Does a sub-4-bit quant actually run slower than Q4_K_M on Apple Silicon?
This is a community claim, not a confirmed fact, and it deserves to be labeled that way rather than repeated as settled wisdom. The claim circulating on r/LocalLLaMA (2025–2026) is that IQ3 and IQ2 quants can run slower than Q4_K_M on Apple Silicon, despite moving fewer bits — attributed to higher dequantization overhead on the CPU/GPU path when unpacking the more complex IQ-quant bit-packing scheme.

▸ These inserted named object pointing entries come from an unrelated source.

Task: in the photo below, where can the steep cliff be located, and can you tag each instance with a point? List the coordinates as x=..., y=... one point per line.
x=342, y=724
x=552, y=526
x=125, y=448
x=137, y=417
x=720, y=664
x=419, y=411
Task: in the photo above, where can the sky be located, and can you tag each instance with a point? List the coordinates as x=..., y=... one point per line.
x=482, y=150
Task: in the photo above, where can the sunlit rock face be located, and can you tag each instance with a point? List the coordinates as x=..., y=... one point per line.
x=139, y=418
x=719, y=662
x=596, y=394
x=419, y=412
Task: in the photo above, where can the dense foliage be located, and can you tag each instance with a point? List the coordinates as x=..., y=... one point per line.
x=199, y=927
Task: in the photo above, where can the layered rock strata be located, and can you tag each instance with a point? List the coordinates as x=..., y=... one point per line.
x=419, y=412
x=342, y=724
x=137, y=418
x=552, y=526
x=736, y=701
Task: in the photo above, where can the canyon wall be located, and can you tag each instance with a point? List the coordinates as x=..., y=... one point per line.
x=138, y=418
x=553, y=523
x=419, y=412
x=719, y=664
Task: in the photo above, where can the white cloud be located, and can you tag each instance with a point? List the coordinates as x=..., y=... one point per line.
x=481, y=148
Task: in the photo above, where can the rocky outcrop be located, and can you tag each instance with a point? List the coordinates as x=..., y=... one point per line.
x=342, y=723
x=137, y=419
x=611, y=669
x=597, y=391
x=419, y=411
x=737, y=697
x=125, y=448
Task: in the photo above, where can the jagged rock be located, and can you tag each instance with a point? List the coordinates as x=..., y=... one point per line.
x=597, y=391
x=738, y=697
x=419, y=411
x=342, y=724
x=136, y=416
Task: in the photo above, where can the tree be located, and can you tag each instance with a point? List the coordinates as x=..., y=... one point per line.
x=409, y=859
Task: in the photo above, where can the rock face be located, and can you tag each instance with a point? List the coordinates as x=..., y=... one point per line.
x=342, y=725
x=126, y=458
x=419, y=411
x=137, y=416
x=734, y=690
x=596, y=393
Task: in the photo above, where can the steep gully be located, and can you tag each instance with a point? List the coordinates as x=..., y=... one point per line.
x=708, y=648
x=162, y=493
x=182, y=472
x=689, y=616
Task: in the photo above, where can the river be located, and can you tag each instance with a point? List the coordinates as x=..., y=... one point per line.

LocalRig has not independently verified this. It’s plausible in principle — IQ-quants use more intricate packing to squeeze extra quality out of very low bit widths, and unpacking that scheme costs compute cycles that a simpler K-quant doesn’t — but “plausible” is not “measured.” Our own first-party Apple Silicon data point is narrower than this question: base Apple M4 (16 GB) ran Llama 3.1 8B at Q4_K_M at 18.4 tok/s (llama.cpp b9820) and 19.5 tok/s (Ollama 0.30.11), measured 2026-06-27. We have not run the equivalent IQ3/IQ2 comparison on the same hardware, so we can’t confirm or debunk the folklore here — it’s flagged as a candidate for a future first-party benchmark, not a reason to change your download today.

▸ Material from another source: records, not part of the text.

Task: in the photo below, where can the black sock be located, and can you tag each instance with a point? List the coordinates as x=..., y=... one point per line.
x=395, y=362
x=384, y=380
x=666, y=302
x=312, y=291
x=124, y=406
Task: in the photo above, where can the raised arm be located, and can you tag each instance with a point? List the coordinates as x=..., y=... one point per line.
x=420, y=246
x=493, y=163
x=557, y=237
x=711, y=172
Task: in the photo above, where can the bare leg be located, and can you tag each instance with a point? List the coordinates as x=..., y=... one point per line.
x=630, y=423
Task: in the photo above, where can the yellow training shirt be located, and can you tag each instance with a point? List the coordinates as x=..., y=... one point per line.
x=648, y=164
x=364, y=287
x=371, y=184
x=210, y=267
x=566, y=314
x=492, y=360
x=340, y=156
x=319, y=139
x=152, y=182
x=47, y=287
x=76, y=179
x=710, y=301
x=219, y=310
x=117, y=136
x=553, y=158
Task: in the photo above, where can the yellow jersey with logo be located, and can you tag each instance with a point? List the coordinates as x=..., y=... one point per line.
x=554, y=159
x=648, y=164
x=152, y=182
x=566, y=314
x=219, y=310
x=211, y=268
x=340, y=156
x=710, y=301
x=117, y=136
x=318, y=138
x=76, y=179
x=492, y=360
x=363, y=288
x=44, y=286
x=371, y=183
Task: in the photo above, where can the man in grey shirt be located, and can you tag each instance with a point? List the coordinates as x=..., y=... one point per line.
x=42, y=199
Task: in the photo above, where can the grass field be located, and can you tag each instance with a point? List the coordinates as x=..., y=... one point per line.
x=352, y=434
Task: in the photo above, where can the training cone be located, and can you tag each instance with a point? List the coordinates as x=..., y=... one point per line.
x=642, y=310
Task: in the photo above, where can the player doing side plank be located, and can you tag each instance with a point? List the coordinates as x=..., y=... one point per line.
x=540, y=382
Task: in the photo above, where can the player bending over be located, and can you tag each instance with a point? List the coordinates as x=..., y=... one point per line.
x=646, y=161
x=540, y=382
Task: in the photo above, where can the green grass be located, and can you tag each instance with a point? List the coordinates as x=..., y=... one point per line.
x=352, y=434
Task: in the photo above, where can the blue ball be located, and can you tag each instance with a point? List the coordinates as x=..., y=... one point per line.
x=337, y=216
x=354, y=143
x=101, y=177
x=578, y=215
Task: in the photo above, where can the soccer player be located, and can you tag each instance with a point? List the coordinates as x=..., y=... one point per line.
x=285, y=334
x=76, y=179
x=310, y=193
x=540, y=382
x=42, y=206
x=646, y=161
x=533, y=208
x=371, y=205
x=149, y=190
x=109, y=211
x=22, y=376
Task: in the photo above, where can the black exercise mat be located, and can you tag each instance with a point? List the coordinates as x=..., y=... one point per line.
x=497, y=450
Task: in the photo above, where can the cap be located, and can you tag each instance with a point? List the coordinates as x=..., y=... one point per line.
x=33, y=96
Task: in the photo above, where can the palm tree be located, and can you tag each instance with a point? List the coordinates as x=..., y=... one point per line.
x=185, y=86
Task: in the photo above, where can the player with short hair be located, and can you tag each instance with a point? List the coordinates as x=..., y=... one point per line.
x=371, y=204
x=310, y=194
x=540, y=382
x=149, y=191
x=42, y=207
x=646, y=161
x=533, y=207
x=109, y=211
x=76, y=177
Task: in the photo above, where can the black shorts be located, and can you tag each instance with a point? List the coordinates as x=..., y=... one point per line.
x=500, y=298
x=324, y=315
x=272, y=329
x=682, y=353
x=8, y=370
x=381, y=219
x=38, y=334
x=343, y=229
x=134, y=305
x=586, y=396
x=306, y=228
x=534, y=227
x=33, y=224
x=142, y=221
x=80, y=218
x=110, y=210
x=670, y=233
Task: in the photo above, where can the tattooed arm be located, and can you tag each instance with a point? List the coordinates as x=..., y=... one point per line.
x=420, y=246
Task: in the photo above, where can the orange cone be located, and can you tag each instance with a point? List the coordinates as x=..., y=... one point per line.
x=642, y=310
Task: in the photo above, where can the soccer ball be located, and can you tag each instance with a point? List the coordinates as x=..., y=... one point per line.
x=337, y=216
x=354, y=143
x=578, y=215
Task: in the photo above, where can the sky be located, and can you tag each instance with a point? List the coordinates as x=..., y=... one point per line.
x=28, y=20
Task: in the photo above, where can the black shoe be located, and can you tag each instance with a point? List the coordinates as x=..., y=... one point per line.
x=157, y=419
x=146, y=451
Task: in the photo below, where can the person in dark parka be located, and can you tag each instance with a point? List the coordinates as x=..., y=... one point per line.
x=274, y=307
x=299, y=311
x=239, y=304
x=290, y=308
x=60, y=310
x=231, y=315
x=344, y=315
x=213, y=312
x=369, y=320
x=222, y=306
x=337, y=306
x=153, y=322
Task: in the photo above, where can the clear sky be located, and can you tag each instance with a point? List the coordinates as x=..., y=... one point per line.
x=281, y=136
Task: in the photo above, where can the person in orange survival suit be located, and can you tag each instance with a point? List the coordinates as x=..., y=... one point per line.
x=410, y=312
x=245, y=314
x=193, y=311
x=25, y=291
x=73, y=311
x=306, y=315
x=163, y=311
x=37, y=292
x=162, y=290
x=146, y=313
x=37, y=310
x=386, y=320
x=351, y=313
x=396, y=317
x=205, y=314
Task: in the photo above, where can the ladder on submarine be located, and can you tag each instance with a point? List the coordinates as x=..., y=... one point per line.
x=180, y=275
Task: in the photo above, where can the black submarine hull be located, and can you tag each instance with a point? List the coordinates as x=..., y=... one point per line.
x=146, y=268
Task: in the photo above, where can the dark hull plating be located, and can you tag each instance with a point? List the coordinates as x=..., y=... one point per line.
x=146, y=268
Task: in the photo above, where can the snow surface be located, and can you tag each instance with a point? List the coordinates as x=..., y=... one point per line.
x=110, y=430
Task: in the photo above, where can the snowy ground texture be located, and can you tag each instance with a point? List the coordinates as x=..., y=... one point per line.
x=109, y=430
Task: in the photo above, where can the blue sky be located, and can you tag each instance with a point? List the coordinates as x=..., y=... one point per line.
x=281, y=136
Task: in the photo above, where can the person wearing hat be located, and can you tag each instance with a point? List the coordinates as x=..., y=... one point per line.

The practical takeaway either way: if your Mac’s unified memory comfortably fits Q4_K_M, there’s no reason to reach for an IQ3/IQ2 squeeze in the first place, so the question is mostly moot for people sized correctly. It only matters if you’re deliberately trading quality for capacity on a memory-constrained Mac — in which case, test both on your own hardware before committing, since the community reports are mixed and unverified.
Bottom line
Download Q4_K_M unless you have a specific reason not to. It fits mainstream hardware, it’s the format most tooling defaults to and tests against, and the quality loss versus F16 is smaller than most beginners fear. Step up to Q8_0 only when you have spare memory and a precision-sensitive task; step down only when hardware forces it, and prefer a smaller model at a higher quant over a bigger model crushed to Q2. If you’re relying on a model daily at an aggressive quant level, an Unsloth Dynamic 2.0 build is worth the extra search. And treat the Apple sub-4-bit slowdown claim as unconfirmed community folklore — worth knowing about, not worth basing a purchase or a quant choice on until someone actually measures it.